3. **(Optional) Use a Conda Environment:**
   - Activate your conda env and run `which geo-mcp` to get the correct path.
   - Use that path in your Claude config as above.

4. **Restart Claude Desktop** after updating the config.

---

## Troubleshooting
- If you see `command not found: geo-mcp`, make sure you installed into the
  Python environment whose `bin` directory is on your `PATH`, or invoke the
  server with its full path.
- If the config file is missing, `geo-mcp --init` will create one. You can
  also run without a config by setting `GEOMCP_EMAIL` in the environment.

---

## HTTP API

With the server running via `geo-mcp --http` (default port `8001`), the
following endpoints are exposed:

- `GET /` — server status
- `GET /health` — health check
- `GET /tools` — list all registered MCP tools
- `POST /tools/call` — execute a tool with arguments
- `GET /events` — server-sent events stream of tool calls
- `GET /docs` — interactive Swagger UI

### Examples

```bash
# List available tools
curl http://localhost:8001/tools

# Search GEO Series
curl -X POST http://localhost:8001/tools/call \
  -H "Content-Type: application/json" \
  -d '{
    "name": "search_geo_series",
    "arguments": {"term": "breast cancer", "retmax": 5}
  }'
```

## Available Tools

This MCP server provides access to all major GEO databases through the following tools:

### Search Tools

- **`search_geo`** - Universal GEO search across GSE/GSM/GPL/GDS records, with
  results bucketed by accession type. Pass `record_types` to filter.
  - *Example searches*: "breast cancer", "GSE12345", "RNA-seq time course"
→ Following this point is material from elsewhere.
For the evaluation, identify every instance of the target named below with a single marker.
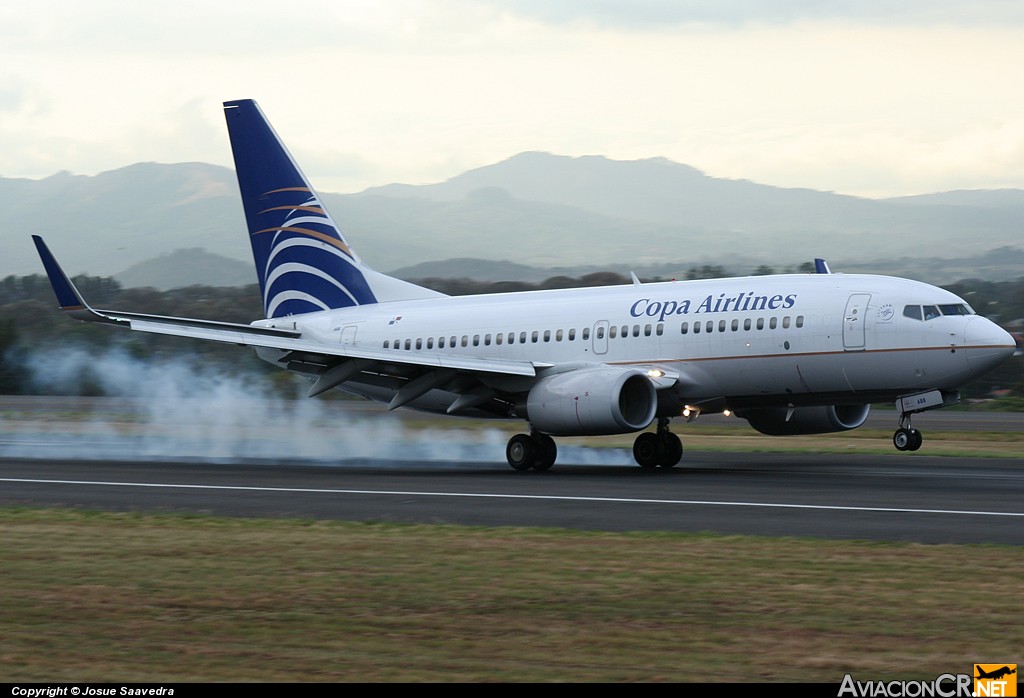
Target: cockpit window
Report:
(912, 311)
(929, 312)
- **`search_geo_profiles`** - Search gene expression profiles across different biological contexts
  - *Example searches*: "cancer", "breast cancer", "p53", "apoptosis"
  
- **`search_geo_datasets`** - Search curated gene expression datasets
  - *Example searches*: "diabetes", "Alzheimer's disease", "drug response", "tissue specific"
  
- **`search_geo_series`** - Search original submitter-supplied gene expression series
  - *Example searches*: "GSE12345", "microarray", "RNA-seq", "time course"
  
- **`search_geo_samples`** - Search individual gene expression samples
  - *Example searches*: "GSM123456", "human", "mouse", "tumor", "normal"
  
- **`search_geo_platforms`** - Search microarray platform definitions
  - *Example searches*: "Affymetrix", "Illumina", "Agilent", "GPL96"

### Search Parameters

Each tool accepts:
- **`term`** (required): Search term or query string
- **`retmax`** (optional, default: 20): Maximum number of results to return

### Example usage
For now just chat with claude desktop and it will use the tools automatically if it fits the context.
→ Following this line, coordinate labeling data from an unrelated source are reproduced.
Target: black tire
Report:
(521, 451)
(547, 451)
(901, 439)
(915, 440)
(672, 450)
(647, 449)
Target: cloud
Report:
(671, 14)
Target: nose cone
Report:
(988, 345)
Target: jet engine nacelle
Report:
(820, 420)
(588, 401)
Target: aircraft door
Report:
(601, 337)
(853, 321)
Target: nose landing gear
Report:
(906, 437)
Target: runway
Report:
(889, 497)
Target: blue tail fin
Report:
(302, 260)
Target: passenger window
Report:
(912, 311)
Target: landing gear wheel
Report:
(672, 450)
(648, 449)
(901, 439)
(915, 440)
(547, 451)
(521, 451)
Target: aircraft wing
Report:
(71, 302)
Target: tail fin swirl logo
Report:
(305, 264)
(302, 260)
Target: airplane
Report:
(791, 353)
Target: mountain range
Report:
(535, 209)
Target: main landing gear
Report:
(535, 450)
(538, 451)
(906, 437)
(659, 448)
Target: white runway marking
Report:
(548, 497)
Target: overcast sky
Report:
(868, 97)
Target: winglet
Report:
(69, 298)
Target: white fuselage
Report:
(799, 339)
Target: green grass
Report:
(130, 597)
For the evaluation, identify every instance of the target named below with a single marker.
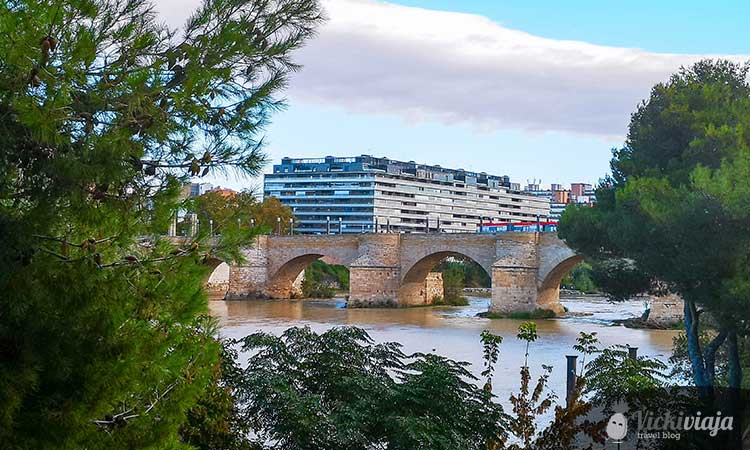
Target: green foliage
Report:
(104, 114)
(215, 421)
(527, 332)
(322, 279)
(669, 220)
(614, 377)
(339, 390)
(681, 368)
(233, 212)
(491, 352)
(453, 282)
(580, 279)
**User:** find a small brain dataset  

**Assistant:** I'll help you find a small brain dataset from the GEO database. Let me search for brain-related datasets with a maximum of one result.  

**Assistant (system):** *search_geo_datasets*  

**Assistant:** I found a brain-related dataset for you:

- **Dataset:** GSE290848  
- **Title:** Maternal Stress Triggers Early-Life Eczema via Fetal Mast Cell Reprogramming [10x Genomics Multiome ATAC + Gene Expression]  
- **Species:** Mouse (*Mus musculus*)  
- **Samples:** 8  
- **Data type:** ATAC-seq & gene expression (10x Genomics Multiome)  
- **Publication date:** 21 Jun 2025  

This small dataset explores how prenatal stress affects neuro-immune circuits and mast-cell development.  

Would you like me to download this dataset or search for others?

---

**User:** download GSE290848  

**Assistant:** I'll download the GSE290848 dataset for you.  

**Assistant (system):** *download_geo_data*  

**Assistant:** Download complete.  

**Downloaded files**

- `GSE290848_family.soft.gz` — series, platform & sample info  
- `GSE290848_metadata.xml` — detailed study metadata  

**Location:** `~/.local/share/geomcp/downloads/gse/GSE290848`  
**Total size:** 0.01 MB  

The dataset is ready for analysis. Let me know if you’d like to explore it further.